Problem: (a) How many cards are in a complete deck of Set?
(b) How many unique sets are there?
(c) Find the number of sets where all three cards are the same for exactly $0$ attributes.
(d) Find the number of sets where all three cards are the same for exactly $1$ attribute.
(e) Find the number of sets where all three cards are the same for exactly $2$ attributes.
(f) Find the number of sets where all three cards are the same for exactly $3$ attributes.
My attempt
(a) $3^4=\boxed{81}$. Since there are 4 different attributes and 3 different choices for each one. $3\cdot3\cdot3\cdot3=81$
(b) $\dfrac{C(81,2)}{3}=\boxed{1080}$. We know 81 is the total number of cards(part a). We also know that there is exactly one out of any two cards that will make a set, so you get $\dbinom{81}{2}$, which is 3240. Then, you have to divide by 3 because you overcounted, so the answer is $\dfrac{3240}{3}=\boxed{1080}$
(c) $\dfrac{81\cdot16\cdot1}{6}=\boxed{216}$.We know that there could only be 81 ways to choose the first one, while there could only be $2^4=16$ cards for the second one because you already chose one of each attribute, which means 2 things you can choose for each attribute. A similar thing happens with the last card, which is $1^4=1$. Then, you multiply them:$81\cdot16\cdot1$. After that, you have to make up for overcounting, so you divide $81\cdot16\cdot1$ by $3!=6$, and you get $\boxed{216}$.

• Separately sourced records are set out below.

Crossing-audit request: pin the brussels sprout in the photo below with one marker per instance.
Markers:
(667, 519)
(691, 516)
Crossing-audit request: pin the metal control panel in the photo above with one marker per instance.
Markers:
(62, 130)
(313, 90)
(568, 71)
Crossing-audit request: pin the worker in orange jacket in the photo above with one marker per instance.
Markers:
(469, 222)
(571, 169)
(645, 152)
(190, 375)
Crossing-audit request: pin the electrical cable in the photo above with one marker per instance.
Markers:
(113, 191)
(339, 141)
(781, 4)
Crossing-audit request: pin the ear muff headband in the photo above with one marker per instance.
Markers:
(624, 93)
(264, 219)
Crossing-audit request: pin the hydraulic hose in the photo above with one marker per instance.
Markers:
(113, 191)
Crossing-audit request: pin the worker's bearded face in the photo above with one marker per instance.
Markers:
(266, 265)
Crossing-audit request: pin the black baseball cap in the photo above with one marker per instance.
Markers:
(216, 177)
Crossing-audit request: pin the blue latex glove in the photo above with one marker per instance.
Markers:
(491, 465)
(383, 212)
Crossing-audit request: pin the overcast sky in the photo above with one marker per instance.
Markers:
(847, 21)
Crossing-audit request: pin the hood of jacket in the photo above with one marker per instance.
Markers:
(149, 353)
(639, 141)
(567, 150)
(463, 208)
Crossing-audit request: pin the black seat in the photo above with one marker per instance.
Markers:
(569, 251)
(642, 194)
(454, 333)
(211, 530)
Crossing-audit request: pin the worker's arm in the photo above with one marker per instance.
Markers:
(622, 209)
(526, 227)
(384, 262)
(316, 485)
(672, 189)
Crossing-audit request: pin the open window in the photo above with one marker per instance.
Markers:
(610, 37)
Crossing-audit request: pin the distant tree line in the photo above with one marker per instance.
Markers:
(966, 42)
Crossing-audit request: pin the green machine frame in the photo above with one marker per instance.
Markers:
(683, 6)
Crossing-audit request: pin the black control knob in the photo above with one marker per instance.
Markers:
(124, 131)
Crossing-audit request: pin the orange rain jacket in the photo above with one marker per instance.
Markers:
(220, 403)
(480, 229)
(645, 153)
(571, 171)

(over here I am not sure about the "$2\cdot2^4=32$" part)
(d) $\dfrac{81\cdot32\cdot1}{6}=\boxed{432}$. Again, like part c, we start with 81 ways. The second one is different. Since this time the cards could be the same for one attribute, then there are $2\cdot2^4=32$ combinations. Then, the last one has only one way. Again we make up for overcounting by $3!$. So after you multiply $81\cdot32\cdot1$ and divide that by $6$ you get 432
For the (e) and (f) parts, I have no inkling about what to do. Please help!